The first step toward spiritual freedom is to name whatever has us tied with chains and shackles. We may name it addiction. We may name it gluttony. We may name it greed, jealousy or anger. We may name it bitterness. We may not even know what to name it. Even so, we can identify something in ourselves that is not holy, something that is fragmented and in need of healing. Then Jesus can provide us with spiritual freedom even as he did with the tormented man in our Bible story today.

A large herd of pigs was browsing and rooting on a nearby hill. The demons begged Jesus to order them into the pigs. He gave the order. It was even worse for the pigs than for the man. Crazed, they stampeded over a cliff into the lake and drowned. (Luke 8:32-33, The Message)

Those tending the pigs, scared to death, bolted and told their story in town and country. People went out to see what had happened. They came to Jesus and found the man from whom the demons had been sent, sitting there at Jesus' feet, wearing decent clothes and making sense. (Luke 8:34-36, The Message) Jesus' response to the man is not only to make him whole again. He finds the man some clothes as well. A small, simple, necessary gesture that there is a human being worthy of respect. Jesus even commissions the man as an evangelist—a gentile evangelist: "Go and tell." It was a holy moment, and for a short time they were more reverent than curious. Then those who had seen it happen told how the demoniac had been saved.

Later, a great many people from the Gerasene countryside got together and asked Jesus to leave. He had brought too much change, too fast, and they were scared.

So Jesus got back in the boat and set off. The man whom he had delivered from the demons asked to go with him, but he sent him back, saying, "Go home and tell everything God did in you." So he went back and preached all over town everything Jesus had done in him. (Luke 8:37-39, The Message)

Jesus has power, power even to defeat our ultimate enemies. He boldly confronts those forces which bind us and commands them to come out form us, to leave us, to unbind us, and let us be free. Jesus is more powerful than any addiction, any shadow self, any false self. Jesus would not let demons control the Gerasene demoniac, and he will not let negative forces "get" us. When we name the negative energies that hold us back, and ask Jesus to heal us, we are healed. Jesus grants spiritual freedom from the negative energies that would bind us. Let us claim God's free gift through Christ and begin living a fuller and richer life today.

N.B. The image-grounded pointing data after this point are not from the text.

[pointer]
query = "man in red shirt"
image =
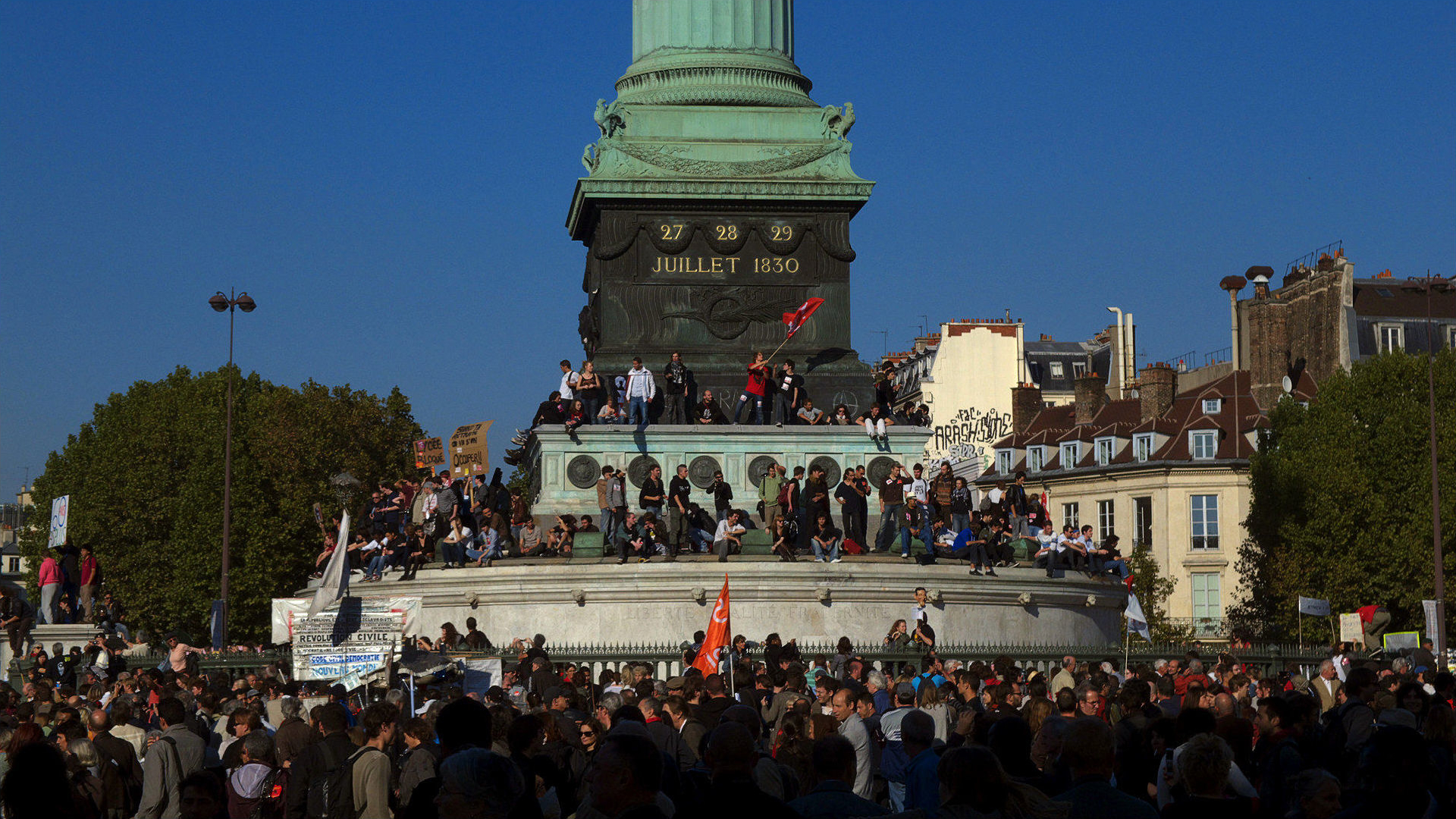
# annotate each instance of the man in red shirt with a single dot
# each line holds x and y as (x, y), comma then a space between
(91, 573)
(1375, 620)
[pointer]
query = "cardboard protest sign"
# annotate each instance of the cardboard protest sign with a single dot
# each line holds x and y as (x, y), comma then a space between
(468, 450)
(430, 452)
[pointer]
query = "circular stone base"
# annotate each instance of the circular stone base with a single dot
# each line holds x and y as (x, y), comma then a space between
(590, 602)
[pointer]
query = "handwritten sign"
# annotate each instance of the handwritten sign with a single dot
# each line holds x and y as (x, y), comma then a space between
(60, 512)
(430, 452)
(468, 450)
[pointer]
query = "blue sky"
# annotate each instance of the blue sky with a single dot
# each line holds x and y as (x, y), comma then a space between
(389, 180)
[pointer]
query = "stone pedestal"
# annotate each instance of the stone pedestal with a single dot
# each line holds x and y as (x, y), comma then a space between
(664, 602)
(568, 466)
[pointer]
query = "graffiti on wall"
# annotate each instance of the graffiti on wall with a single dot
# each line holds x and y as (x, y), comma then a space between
(967, 436)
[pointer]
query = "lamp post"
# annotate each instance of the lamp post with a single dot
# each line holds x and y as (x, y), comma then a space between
(232, 302)
(1432, 284)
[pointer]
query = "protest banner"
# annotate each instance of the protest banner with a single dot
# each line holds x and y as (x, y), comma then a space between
(1350, 630)
(60, 513)
(430, 452)
(359, 635)
(481, 675)
(468, 450)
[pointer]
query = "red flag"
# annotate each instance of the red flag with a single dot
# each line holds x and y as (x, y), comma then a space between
(717, 637)
(801, 315)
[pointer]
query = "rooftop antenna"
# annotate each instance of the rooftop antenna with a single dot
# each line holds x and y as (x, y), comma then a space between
(884, 341)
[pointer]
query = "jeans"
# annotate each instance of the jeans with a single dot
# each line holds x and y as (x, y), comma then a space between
(887, 528)
(897, 796)
(820, 548)
(46, 614)
(378, 564)
(783, 413)
(450, 553)
(758, 409)
(609, 526)
(637, 410)
(702, 539)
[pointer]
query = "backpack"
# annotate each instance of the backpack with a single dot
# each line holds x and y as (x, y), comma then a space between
(271, 805)
(332, 795)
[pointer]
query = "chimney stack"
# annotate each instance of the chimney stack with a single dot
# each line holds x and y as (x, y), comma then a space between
(1025, 403)
(1090, 395)
(1158, 390)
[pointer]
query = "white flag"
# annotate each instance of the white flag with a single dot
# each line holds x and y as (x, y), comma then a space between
(1313, 608)
(337, 573)
(1136, 623)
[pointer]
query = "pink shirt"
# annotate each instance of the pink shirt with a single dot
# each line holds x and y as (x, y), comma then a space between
(50, 572)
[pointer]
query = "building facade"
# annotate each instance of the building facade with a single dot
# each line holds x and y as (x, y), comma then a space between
(1165, 471)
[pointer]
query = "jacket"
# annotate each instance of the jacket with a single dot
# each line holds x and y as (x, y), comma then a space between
(291, 736)
(50, 572)
(310, 765)
(641, 385)
(164, 768)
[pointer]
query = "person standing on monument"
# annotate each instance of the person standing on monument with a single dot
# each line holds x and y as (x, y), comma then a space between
(941, 487)
(755, 390)
(674, 400)
(769, 493)
(791, 395)
(653, 494)
(641, 391)
(588, 391)
(679, 494)
(892, 497)
(570, 379)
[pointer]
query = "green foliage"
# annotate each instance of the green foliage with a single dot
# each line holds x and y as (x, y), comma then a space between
(1152, 591)
(1341, 497)
(146, 484)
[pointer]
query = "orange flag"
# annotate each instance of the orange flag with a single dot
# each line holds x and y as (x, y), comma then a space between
(717, 637)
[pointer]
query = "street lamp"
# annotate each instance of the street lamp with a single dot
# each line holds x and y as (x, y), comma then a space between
(1432, 284)
(231, 302)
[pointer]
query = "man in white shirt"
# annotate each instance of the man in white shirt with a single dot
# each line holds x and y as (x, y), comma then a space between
(568, 381)
(921, 488)
(641, 391)
(728, 537)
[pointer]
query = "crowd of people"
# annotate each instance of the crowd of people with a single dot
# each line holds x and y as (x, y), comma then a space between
(772, 394)
(459, 522)
(770, 732)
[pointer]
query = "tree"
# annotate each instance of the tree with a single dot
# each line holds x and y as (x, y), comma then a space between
(1152, 591)
(146, 484)
(1341, 497)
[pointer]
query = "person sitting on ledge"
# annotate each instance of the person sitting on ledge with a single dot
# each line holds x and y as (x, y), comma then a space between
(708, 411)
(783, 538)
(875, 423)
(810, 416)
(728, 537)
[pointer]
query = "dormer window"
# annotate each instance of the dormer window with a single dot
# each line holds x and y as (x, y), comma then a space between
(1003, 461)
(1203, 444)
(1071, 453)
(1036, 458)
(1144, 447)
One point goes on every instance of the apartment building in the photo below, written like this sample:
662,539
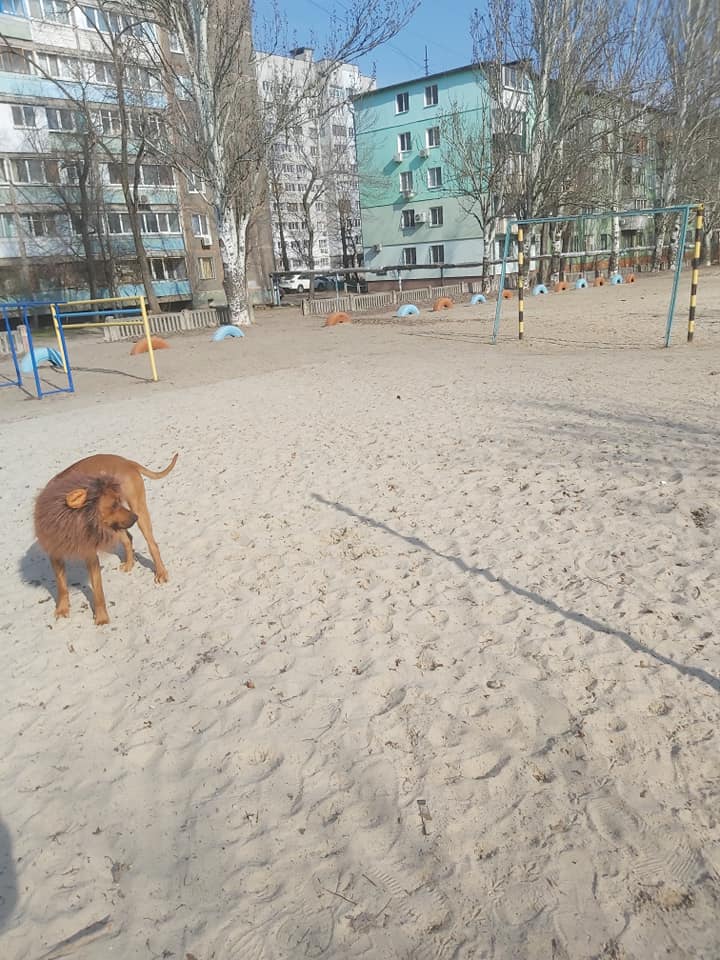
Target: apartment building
312,177
65,227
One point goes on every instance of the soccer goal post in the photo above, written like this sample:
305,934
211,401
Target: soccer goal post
520,227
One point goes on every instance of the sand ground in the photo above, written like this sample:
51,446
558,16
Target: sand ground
413,576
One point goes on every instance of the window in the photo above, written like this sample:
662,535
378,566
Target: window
434,177
431,95
7,226
23,117
103,72
406,181
206,268
41,224
164,222
35,171
432,137
59,119
168,269
201,227
118,223
56,11
13,61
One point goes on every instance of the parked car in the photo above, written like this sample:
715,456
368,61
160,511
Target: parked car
295,283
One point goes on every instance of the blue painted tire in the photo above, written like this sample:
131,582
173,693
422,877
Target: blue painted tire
43,355
227,331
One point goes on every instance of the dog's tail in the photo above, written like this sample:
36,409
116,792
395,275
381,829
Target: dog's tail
157,475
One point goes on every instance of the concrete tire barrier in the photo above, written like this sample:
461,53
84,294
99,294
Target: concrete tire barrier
336,318
141,346
443,303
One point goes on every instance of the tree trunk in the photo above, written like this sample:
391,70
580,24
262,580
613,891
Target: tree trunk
234,254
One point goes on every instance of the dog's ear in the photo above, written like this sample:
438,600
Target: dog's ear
76,498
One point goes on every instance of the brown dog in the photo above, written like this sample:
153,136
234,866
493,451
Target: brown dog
90,507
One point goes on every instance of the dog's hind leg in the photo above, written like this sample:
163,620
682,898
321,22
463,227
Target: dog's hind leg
101,615
126,540
62,605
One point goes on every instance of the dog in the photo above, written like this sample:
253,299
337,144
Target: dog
89,508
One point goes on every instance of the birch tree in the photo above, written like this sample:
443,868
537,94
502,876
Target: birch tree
226,134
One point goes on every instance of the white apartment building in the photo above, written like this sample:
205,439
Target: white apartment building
312,178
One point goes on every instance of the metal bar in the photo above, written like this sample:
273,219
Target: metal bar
148,337
676,278
521,283
501,287
696,270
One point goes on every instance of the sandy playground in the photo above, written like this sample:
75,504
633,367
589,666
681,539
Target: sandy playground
437,672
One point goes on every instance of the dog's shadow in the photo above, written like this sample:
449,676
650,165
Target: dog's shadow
36,569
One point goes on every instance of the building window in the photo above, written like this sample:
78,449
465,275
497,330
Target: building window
431,95
59,119
432,137
7,226
23,117
434,177
201,227
56,11
406,181
13,61
206,268
172,268
41,224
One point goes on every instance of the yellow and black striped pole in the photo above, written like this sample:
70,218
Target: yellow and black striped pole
699,210
521,283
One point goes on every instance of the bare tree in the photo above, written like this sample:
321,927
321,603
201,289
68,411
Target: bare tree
226,134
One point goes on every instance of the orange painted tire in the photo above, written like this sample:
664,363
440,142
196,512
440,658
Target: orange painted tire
443,303
141,346
335,318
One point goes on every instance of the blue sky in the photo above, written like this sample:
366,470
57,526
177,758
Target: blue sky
443,26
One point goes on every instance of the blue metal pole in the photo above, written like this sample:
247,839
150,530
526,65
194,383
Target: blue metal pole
676,280
501,287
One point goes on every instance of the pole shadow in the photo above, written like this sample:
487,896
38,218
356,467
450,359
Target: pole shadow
585,621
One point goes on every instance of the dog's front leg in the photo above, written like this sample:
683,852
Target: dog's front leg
101,615
126,541
62,605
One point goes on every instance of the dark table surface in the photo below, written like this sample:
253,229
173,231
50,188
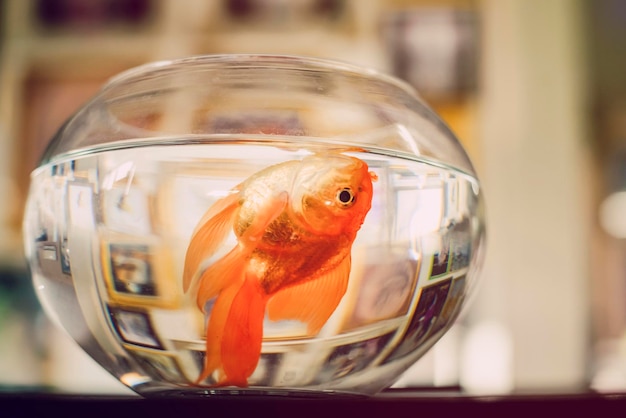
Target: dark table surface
391,404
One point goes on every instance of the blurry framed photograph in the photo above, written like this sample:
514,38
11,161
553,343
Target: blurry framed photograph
134,327
126,209
440,263
384,291
452,307
429,306
49,257
460,250
138,273
131,269
351,358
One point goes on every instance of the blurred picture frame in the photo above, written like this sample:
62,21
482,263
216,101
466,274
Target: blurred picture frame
134,327
430,304
138,273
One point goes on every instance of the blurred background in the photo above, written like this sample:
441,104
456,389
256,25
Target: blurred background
535,90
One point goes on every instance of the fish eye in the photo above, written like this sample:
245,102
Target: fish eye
345,197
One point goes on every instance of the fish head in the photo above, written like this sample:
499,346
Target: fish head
332,193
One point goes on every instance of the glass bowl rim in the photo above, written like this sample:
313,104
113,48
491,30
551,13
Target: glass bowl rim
244,60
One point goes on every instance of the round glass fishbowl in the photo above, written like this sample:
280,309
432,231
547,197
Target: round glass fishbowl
254,224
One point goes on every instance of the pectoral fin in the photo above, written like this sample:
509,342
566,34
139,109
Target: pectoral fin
212,230
312,301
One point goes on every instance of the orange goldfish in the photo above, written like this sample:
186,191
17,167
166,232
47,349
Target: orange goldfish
295,223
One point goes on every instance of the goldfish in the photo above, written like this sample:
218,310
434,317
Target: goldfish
294,224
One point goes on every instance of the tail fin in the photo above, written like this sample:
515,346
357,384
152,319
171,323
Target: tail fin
234,334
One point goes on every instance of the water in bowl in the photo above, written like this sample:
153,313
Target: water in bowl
107,230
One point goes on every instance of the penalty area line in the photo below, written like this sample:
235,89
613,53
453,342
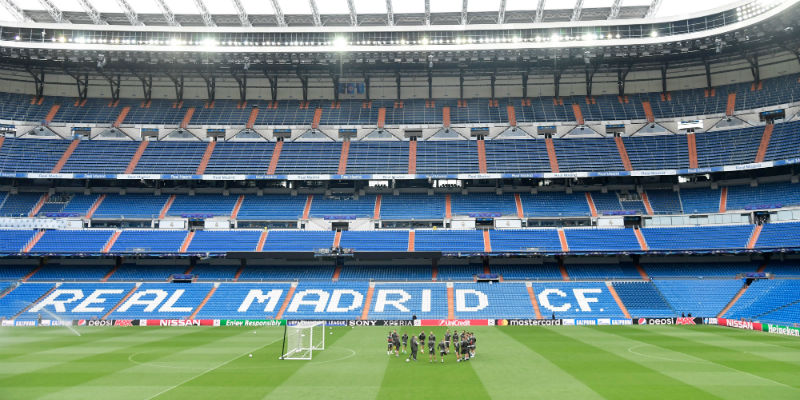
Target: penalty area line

Spiritual freedom means seeing clearly whose we are and the nature of the world in which we live. We belong to God, whether we live or die, according to Paul. We are children of God redeemed from sin and death. Jesus freed the Gerasene demoniac from the mob of demons that bound him. We have our own issues that web us up and tie us down. Jesus furnishes spiritual freedom when we are willing to confront our shadow selves.